Question

# Let P(x)=F(x)G(x) and Q(x)=\frac{F(x)}{G(x)}, where F and G are the functions whose graphs are shown. a) Find P'(2) b) Find Q'(7)

Let $$P(x)=F(x)G(x)$$ and $$Q(x)=\frac{F(x)}{G(x)}$$, where F and G are the functions whose graphs are shown.
a) Find $$P'(2)$$
b) Find $$Q'(7)$$

2021-06-04
Step 1
a) $$P'(2)$$ will be the derivative of P(x) evaluated at $$x=2$$. So first, we take a derivative.
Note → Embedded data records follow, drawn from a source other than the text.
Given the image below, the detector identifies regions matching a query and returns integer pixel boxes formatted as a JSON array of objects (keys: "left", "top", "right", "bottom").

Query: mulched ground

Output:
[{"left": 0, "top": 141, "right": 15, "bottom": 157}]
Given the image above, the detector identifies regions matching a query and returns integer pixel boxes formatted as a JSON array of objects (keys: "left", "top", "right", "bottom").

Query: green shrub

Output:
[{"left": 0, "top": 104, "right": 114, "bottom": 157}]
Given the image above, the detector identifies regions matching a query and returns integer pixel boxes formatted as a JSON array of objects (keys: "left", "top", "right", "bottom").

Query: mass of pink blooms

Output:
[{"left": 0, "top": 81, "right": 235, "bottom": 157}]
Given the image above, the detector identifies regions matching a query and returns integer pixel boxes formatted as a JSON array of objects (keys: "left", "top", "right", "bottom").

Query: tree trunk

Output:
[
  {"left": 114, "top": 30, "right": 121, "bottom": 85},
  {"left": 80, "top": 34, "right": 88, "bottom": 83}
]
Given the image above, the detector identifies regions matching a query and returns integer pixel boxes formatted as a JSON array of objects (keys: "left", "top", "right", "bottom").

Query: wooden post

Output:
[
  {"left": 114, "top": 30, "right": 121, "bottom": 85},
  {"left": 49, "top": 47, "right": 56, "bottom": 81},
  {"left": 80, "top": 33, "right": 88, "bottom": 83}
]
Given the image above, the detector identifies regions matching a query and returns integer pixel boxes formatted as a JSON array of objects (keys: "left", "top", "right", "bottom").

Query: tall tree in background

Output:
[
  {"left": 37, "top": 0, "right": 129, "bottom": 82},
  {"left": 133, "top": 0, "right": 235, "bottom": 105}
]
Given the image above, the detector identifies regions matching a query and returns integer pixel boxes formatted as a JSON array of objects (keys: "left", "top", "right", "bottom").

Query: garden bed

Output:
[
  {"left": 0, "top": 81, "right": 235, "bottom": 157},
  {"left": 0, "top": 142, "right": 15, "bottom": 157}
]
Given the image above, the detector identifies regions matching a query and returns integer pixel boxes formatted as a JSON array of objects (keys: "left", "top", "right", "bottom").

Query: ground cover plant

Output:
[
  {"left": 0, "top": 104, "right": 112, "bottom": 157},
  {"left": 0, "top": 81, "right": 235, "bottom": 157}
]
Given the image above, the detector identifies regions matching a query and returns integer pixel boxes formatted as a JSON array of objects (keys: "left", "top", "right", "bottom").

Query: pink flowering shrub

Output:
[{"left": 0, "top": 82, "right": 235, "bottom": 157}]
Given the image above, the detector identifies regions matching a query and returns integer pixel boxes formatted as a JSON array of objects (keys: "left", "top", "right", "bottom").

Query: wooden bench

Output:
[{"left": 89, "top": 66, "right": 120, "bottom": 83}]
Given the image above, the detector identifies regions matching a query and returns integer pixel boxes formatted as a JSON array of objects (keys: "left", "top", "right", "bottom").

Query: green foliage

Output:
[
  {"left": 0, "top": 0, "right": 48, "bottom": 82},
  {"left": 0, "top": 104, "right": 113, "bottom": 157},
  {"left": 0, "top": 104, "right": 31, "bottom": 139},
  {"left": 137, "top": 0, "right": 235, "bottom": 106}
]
In this section, you should have learned product rule, so $$P'(x)$$ will look like this:
$$P'(x)=F(x)G'(x)+F'(x)G(x)$$
Now we let $$x=2$$
$$P'(2)=F(2)G'(2)+F'(2)G(2)$$
Read these values off the graph.
We see that $$F(2)=3$$ (When its x-value is 2, the curve F has a y-value of 3)
We see that $$G(2)=2$$.
$$F'(2)$$ will be the slope of the curve F at 2. A tangent line at $$F(2)$$ would be horizontal, so $$F'(2)=0$$.
$$G(2)$$ has a slope of $$\frac{1}{2}$$, so $$G'(2)=\frac{1}{2}$$
Now we substitute these values into $$P'(2)$$ to solve:
$$P'(2)=(3)\left(\frac{1}{2}\right)+(0)(2)=\left(\frac{3}{2}\right)+(0)=\frac{3}{2}$$
Step 2
We're playing by the same rules as above-differentiate the equation, read the values off the graph, substitute the values into the function, and solve.
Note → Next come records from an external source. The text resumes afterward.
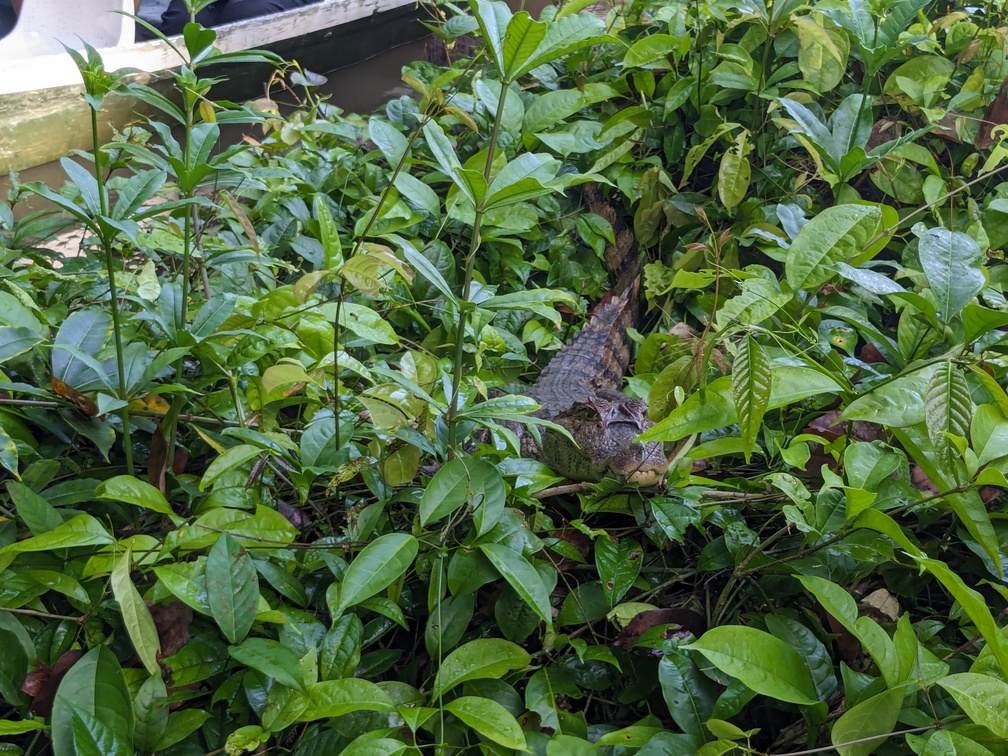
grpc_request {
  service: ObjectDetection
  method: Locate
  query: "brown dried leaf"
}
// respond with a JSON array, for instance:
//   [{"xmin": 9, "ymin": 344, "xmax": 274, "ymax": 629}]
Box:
[{"xmin": 147, "ymin": 601, "xmax": 193, "ymax": 658}]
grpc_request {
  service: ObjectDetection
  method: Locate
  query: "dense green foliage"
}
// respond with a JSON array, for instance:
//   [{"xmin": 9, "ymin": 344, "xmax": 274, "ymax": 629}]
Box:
[{"xmin": 0, "ymin": 0, "xmax": 1008, "ymax": 756}]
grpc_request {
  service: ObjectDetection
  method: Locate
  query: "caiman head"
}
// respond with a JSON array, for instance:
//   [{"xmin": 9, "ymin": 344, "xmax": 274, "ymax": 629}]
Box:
[{"xmin": 541, "ymin": 390, "xmax": 668, "ymax": 488}]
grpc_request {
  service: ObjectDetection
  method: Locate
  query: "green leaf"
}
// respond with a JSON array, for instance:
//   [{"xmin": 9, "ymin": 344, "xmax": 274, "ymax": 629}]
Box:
[
  {"xmin": 637, "ymin": 377, "xmax": 736, "ymax": 444},
  {"xmin": 718, "ymin": 137, "xmax": 752, "ymax": 211},
  {"xmin": 918, "ymin": 224, "xmax": 986, "ymax": 323},
  {"xmin": 924, "ymin": 361, "xmax": 973, "ymax": 472},
  {"xmin": 0, "ymin": 720, "xmax": 48, "ymax": 738},
  {"xmin": 784, "ymin": 205, "xmax": 882, "ymax": 291},
  {"xmin": 7, "ymin": 481, "xmax": 64, "ymax": 535},
  {"xmin": 830, "ymin": 687, "xmax": 903, "ymax": 756},
  {"xmin": 658, "ymin": 651, "xmax": 718, "ymax": 737},
  {"xmin": 206, "ymin": 533, "xmax": 259, "ymax": 643},
  {"xmin": 419, "ymin": 458, "xmax": 505, "ymax": 535},
  {"xmin": 52, "ymin": 309, "xmax": 112, "ymax": 387},
  {"xmin": 0, "ymin": 611, "xmax": 37, "ymax": 709},
  {"xmin": 0, "ymin": 514, "xmax": 115, "ymax": 564},
  {"xmin": 228, "ymin": 638, "xmax": 307, "ymax": 692},
  {"xmin": 336, "ymin": 533, "xmax": 419, "ymax": 615},
  {"xmin": 623, "ymin": 34, "xmax": 682, "ymax": 70},
  {"xmin": 0, "ymin": 326, "xmax": 42, "ymax": 363},
  {"xmin": 445, "ymin": 696, "xmax": 525, "ymax": 751},
  {"xmin": 67, "ymin": 703, "xmax": 133, "ymax": 756},
  {"xmin": 595, "ymin": 535, "xmax": 644, "ymax": 608},
  {"xmin": 938, "ymin": 672, "xmax": 1008, "ymax": 738},
  {"xmin": 133, "ymin": 672, "xmax": 169, "ymax": 751},
  {"xmin": 109, "ymin": 546, "xmax": 161, "ymax": 674},
  {"xmin": 685, "ymin": 625, "xmax": 817, "ymax": 706},
  {"xmin": 910, "ymin": 553, "xmax": 1008, "ymax": 676},
  {"xmin": 95, "ymin": 475, "xmax": 185, "ymax": 525},
  {"xmin": 502, "ymin": 10, "xmax": 546, "ymax": 82},
  {"xmin": 480, "ymin": 543, "xmax": 553, "ymax": 626},
  {"xmin": 793, "ymin": 15, "xmax": 851, "ymax": 93},
  {"xmin": 51, "ymin": 646, "xmax": 134, "ymax": 754},
  {"xmin": 732, "ymin": 336, "xmax": 773, "ymax": 464},
  {"xmin": 297, "ymin": 677, "xmax": 395, "ymax": 722},
  {"xmin": 200, "ymin": 444, "xmax": 263, "ymax": 491},
  {"xmin": 430, "ymin": 641, "xmax": 541, "ymax": 699},
  {"xmin": 469, "ymin": 0, "xmax": 511, "ymax": 79}
]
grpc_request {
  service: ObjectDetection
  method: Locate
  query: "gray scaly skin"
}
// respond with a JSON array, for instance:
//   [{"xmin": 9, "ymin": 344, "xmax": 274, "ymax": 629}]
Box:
[{"xmin": 523, "ymin": 186, "xmax": 668, "ymax": 486}]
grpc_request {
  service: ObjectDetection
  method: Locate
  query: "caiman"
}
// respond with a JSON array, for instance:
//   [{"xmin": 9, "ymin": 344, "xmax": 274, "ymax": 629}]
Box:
[{"xmin": 522, "ymin": 185, "xmax": 668, "ymax": 487}]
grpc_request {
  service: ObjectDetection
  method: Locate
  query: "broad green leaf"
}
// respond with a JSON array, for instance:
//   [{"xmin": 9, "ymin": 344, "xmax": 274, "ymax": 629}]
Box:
[
  {"xmin": 133, "ymin": 671, "xmax": 169, "ymax": 751},
  {"xmin": 938, "ymin": 672, "xmax": 1008, "ymax": 738},
  {"xmin": 0, "ymin": 611, "xmax": 37, "ymax": 709},
  {"xmin": 732, "ymin": 336, "xmax": 773, "ymax": 464},
  {"xmin": 508, "ymin": 13, "xmax": 611, "ymax": 81},
  {"xmin": 445, "ymin": 696, "xmax": 525, "ymax": 751},
  {"xmin": 340, "ymin": 302, "xmax": 399, "ymax": 345},
  {"xmin": 0, "ymin": 514, "xmax": 115, "ymax": 565},
  {"xmin": 658, "ymin": 651, "xmax": 718, "ymax": 737},
  {"xmin": 336, "ymin": 533, "xmax": 419, "ymax": 614},
  {"xmin": 924, "ymin": 361, "xmax": 973, "ymax": 472},
  {"xmin": 312, "ymin": 194, "xmax": 343, "ymax": 270},
  {"xmin": 423, "ymin": 119, "xmax": 479, "ymax": 207},
  {"xmin": 0, "ymin": 326, "xmax": 42, "ymax": 363},
  {"xmin": 67, "ymin": 702, "xmax": 133, "ymax": 756},
  {"xmin": 368, "ymin": 116, "xmax": 409, "ymax": 168},
  {"xmin": 685, "ymin": 625, "xmax": 817, "ymax": 706},
  {"xmin": 430, "ymin": 641, "xmax": 541, "ymax": 699},
  {"xmin": 503, "ymin": 10, "xmax": 546, "ymax": 82},
  {"xmin": 206, "ymin": 532, "xmax": 259, "ymax": 643},
  {"xmin": 419, "ymin": 458, "xmax": 505, "ymax": 535},
  {"xmin": 200, "ymin": 444, "xmax": 263, "ymax": 491},
  {"xmin": 910, "ymin": 553, "xmax": 1008, "ymax": 677},
  {"xmin": 637, "ymin": 377, "xmax": 736, "ymax": 443},
  {"xmin": 793, "ymin": 15, "xmax": 851, "ymax": 94},
  {"xmin": 480, "ymin": 543, "xmax": 553, "ymax": 626},
  {"xmin": 109, "ymin": 547, "xmax": 161, "ymax": 674},
  {"xmin": 52, "ymin": 309, "xmax": 112, "ymax": 387},
  {"xmin": 7, "ymin": 481, "xmax": 64, "ymax": 535},
  {"xmin": 228, "ymin": 638, "xmax": 307, "ymax": 692},
  {"xmin": 95, "ymin": 475, "xmax": 184, "ymax": 525},
  {"xmin": 918, "ymin": 228, "xmax": 986, "ymax": 323},
  {"xmin": 469, "ymin": 0, "xmax": 511, "ymax": 79},
  {"xmin": 830, "ymin": 687, "xmax": 903, "ymax": 756},
  {"xmin": 297, "ymin": 677, "xmax": 395, "ymax": 722},
  {"xmin": 595, "ymin": 535, "xmax": 644, "ymax": 608},
  {"xmin": 623, "ymin": 34, "xmax": 681, "ymax": 70},
  {"xmin": 917, "ymin": 730, "xmax": 994, "ymax": 756},
  {"xmin": 784, "ymin": 205, "xmax": 882, "ymax": 291},
  {"xmin": 51, "ymin": 646, "xmax": 134, "ymax": 754},
  {"xmin": 0, "ymin": 720, "xmax": 48, "ymax": 738},
  {"xmin": 718, "ymin": 132, "xmax": 752, "ymax": 211}
]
Differentiate (Quotient Rule):
$$Q'(x)=\frac{G(x)F'(x)-F(x)G'(x)}{G(x)^{2}}$$
Read the values off the graph:
$$G(7)=1$$
$$G'(7)=-\frac{2}{3}$$
$$F(7)=5$$
$$F'(7)=\frac{1}{4}$$
Substitute:
$$Q'(7)=\frac{[1\cdot\left(\frac{1}{4}\right)-5\cdot\left(-\frac{2}{3}\right)]}{[1^{2}]}$$
$$Q'(7)=\left[\left(\frac{1}{4}\right)+\left(\frac{10}{3}\right)\right]$$
$$Q'(7)=\left(\frac{43}{12}\right)=3.5833$$